Thank you very much in advance &
Best regards,
Robert
Not sure if this is a bug. You are responsible for setting the right calibrate_chunk_by. Setting calibrate_chunk_by=46 when num output is 47 doesn’t make sense. Please read the code to understand the purpose of this parameter.
Hi @masahi, thank you for your reply. I do understand, but something is not right here: integrating exactly this test setup into the stock tutorial code leads me to the same error:
def quantize(mod, params, data_aware):
if data_aware:
- with relay.quantize.qconfig(calibrate_mode='kl_divergence', weight_scale='max'):
+ num_cpu = multiprocessing.cpu_count()
+ with relay.quantize.qconfig(calibrate_mode='kl_divergence', weight_scale='max', calibrate_chunk_by=num_cpu):
mod = relay.quantize.quantize(mod, params, dataset=calibrate_dataset())
else:
with relay.quantize.qconfig(calibrate_mode='global_scale', global_scale=8.0):
mod = relay.quantize.quantize(mod, params)
return mod
Just to give you the values range: in my case num_cpu=10 while the num_outputs=47 Would you be so kind to try it out in your environment? It would be great if someone could reproduce the issue… I’d really appreciate it!
Dear @masahi, dear @vinx13 I was hoping that you could try out the change in my previous comment to be able to reproduce the issue. Please try it out if you find a little bit of free time.
Thank you very much in advance!
Best regards,
Robert
Ok I took a look at your problem. I got the error you saw too, but this is not a bug in calibration code, but it is due to the calibration dataset used in the tutorial.

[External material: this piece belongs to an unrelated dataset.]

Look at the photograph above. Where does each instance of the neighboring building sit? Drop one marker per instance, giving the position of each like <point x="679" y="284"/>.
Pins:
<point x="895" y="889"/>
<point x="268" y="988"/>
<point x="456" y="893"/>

Since the dataset is defined as a generator, you can only consume it once. But if you use calib_by param, we need to run multiple passes over calibration dataset, so the dataset should be list or other data structures that can be traversed multiple times.
If you replace calibrate_dataset() function in the tutorial with below, it should work.
def calibrate_dataset():
val_data, batch_fn = get_val_data()
val_data.reset()
calib_data = []
for i, batch in enumerate(val_data):
data, _ = batch_fn(batch)
calib_data.append({'data': data})
if i > calibration_samples:
break
return calib_data